Condensed Matter Research
An exceptionally broad spectrum of fundamental and applied research in condensed matter physics is available to graduate students. The topics include defect characterization, ferroelectrics and piezoelectrics, fuel cells, interfacial growth, magnetism (bulk and thin film), nanotechnology, phase transitions, spintronics, superconductivity, structural studies using x-ray and neutron diffraction, and specimen synthesis including single-crystal and thin-film growth.
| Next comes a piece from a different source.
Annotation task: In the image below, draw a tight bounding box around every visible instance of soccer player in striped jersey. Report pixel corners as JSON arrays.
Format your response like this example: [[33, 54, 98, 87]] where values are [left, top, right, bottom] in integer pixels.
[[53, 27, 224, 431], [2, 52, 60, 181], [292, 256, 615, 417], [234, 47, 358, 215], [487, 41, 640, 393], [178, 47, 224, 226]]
State-of-the art experimental facilities at MSU enable measurements to temperatures as low as 0.3 K. We are leaders in the measurement of thermal expansion, using a novel device developed at MSU that is capable of detecting sub-angstrom length changes of specimens to study phase transitions and critical phenomena with superb resolution. Our Ion Beams Laboratory conducts experiments on thin films and buried solid-solid interfaces to reveal fundamental properties and growth mechanics of importance for fuel cells and electronic devices. Ceramics for fuel cells are fabricated and tested for their electrical properties. The spectroscopy group investigates defects in advanced materials at the atomic level using a host of techniques such as EPR, ENDOR and optical spectroscopy, with the goal of engineering new properties for novel applications in photonics and information technology. The Center of Bio-Inspired Nanomaterials utilizes biological molecules as templates for the synthesis of nanoparticles with unusual physical properties; this interdisciplinary effort thrives on close collaboration among biologists, chemists, and physicists at MSU. Some experiments are also conducted at facilities such as the High Magnetic Field Laboratory, Argonne National Laboratory, Brookhaven National Laboratory, and Pacific Northwest National Laboratory.